General guidelines for the fast:

  1. Fasting begins at Alos haShachar and lasts until Tzes haKochavim (Shulchan Aruch, 550:2, 562:1).
  2. It is permissible to wash, moisturize, wear shoes, and have marital relations (Shulchan Aruch, 550:2).
  3. According to Ashkenazi custom, a Ba’al Nefesh (a person with spiritual aspirations) should be stricter than the letter of the law and refrain from washing himself with hot water. However, he may wash his entire body with cold water, and his face, hands, and feet with hot water (Mishna Berura, 6; Sha’ar ha’Tziyun 8-9). He should also refrain from marital relations unless it is Leil Tevila.
  4. Ashkenazim do not rinse out their mouths, even in the morning. If a person is suffering, he may rinse out his mouth but should take care not to swallow (Shulchan Aruch, 567:3, Mishna Berura, ibid. 10-11). It is permissible to swallow saliva (ibid. 13).
  5. A Choleh sheEin Bo Sakana is exempt from fasting (Shulchan Aruch, 554:6). He may not push himself to fast (Mishna Berura, 550:4).
  6. Who is a Choleh sheEin Bo Sakana? Any person who is bedridden and would find it difficult to get up and walk about due to illness. Additionally, a person who is in pain all over his body is considered to be in this category (Shulchan Aruch, 328:10).
  7. A person who has undergone complicated surgery does not fast for 30 days. After minor surgery, he does not fast for three or seven days, depending on how he feels.
  8. A person with a high fever (38°C or 100.4°F) should not fast.
  9. A person suffering from significant weakness or severe headache is exempt from fasting. A doctor should be consulted in these cases (Biur Halacha, 550, 1; Aruch HaShulchan, 550:1).
  10. There is no reason for a patient who is required to eat to fast for a few hours; he may eat from the start of the day (Avnei Nezer; O.C., 540). However, he should not pamper himself with meat and wine and should eat only what he requires for his health (Mishna Berura, 550:5). He does not recite Aneinu in davening.
  11. Elderly people over the age of eighty are usually exempt from fasting. For those younger than 80, it depends on their condition. Some elderly people fast more easily than younger people, but others can be harmed by fasting.
  12. One may take medications that have no taste. If it is difficult to swallow them without water, one is also allowed to drink a small amount.
  13. Pregnant and breastfeeding women do not fast (Shulchan Aruch, 554:5).  According to the Rema, if they are not in great pain, it is customary for them to fast. Nowadays the accepted ruling is that pregnant and breastfeeding women do not fast (R’ Shlomo Zalman Auerbach; R’ Nissim Karelitz).

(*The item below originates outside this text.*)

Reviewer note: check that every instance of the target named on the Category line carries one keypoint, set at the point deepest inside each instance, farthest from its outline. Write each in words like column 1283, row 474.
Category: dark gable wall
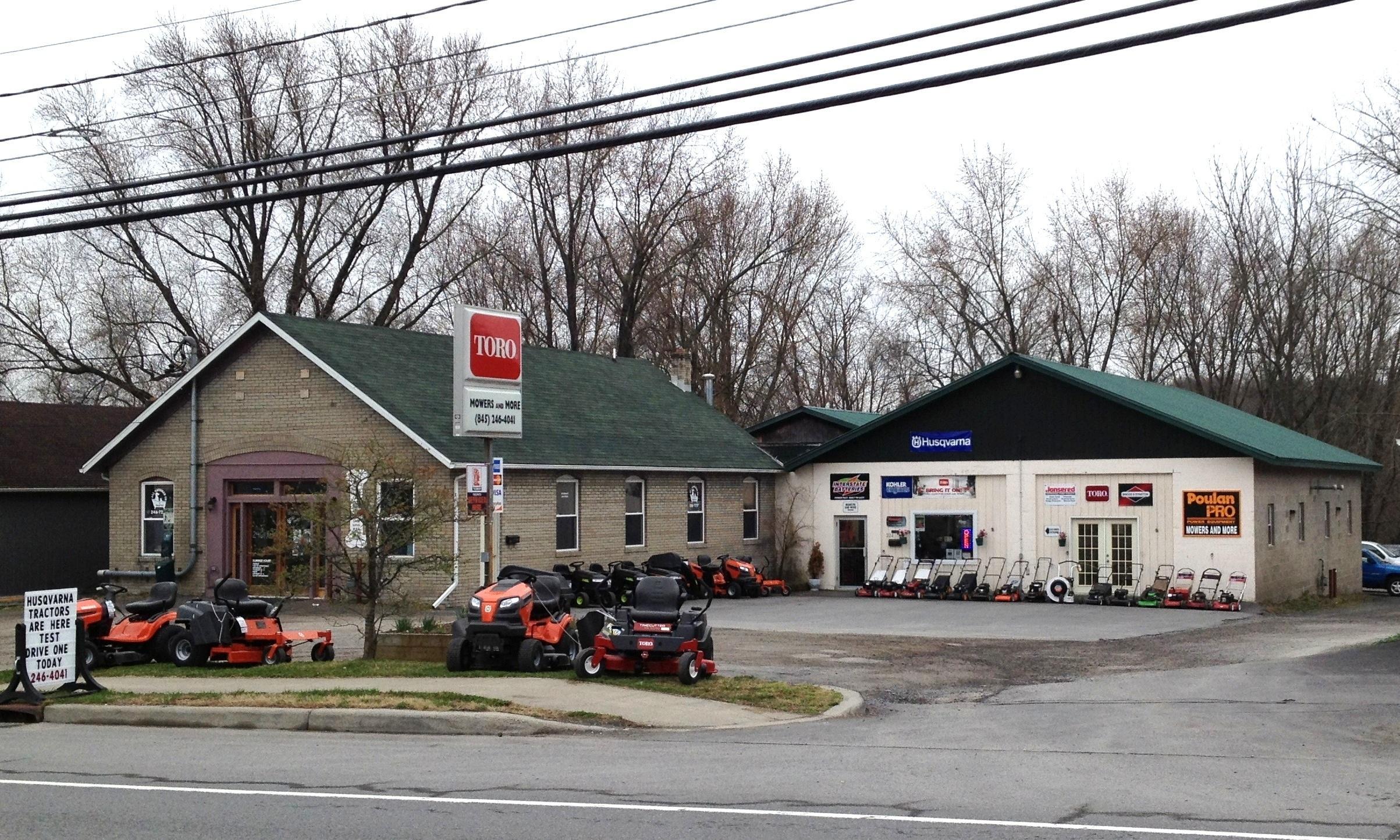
column 1031, row 419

  14. Although some Poskim exempt a woman who does not breastfeed from fasting for twenty-four months following giving birth, it is accepted that she should try to fast.
  15. A woman who gives birth is exempt from fasting for 30 days (Shulchan Aruch, 554:6). Nowadays, she is exempt from fasting even beyond 30 days if she feels weak. (If she is breastfeeding, see No. 14 above).
  16. One may take supplements such as “Kalei Tzom” before the fast.

[1] This is purely a theoretical concern, as Asara b’Teves cannot fall out on Shabbos in our calendar.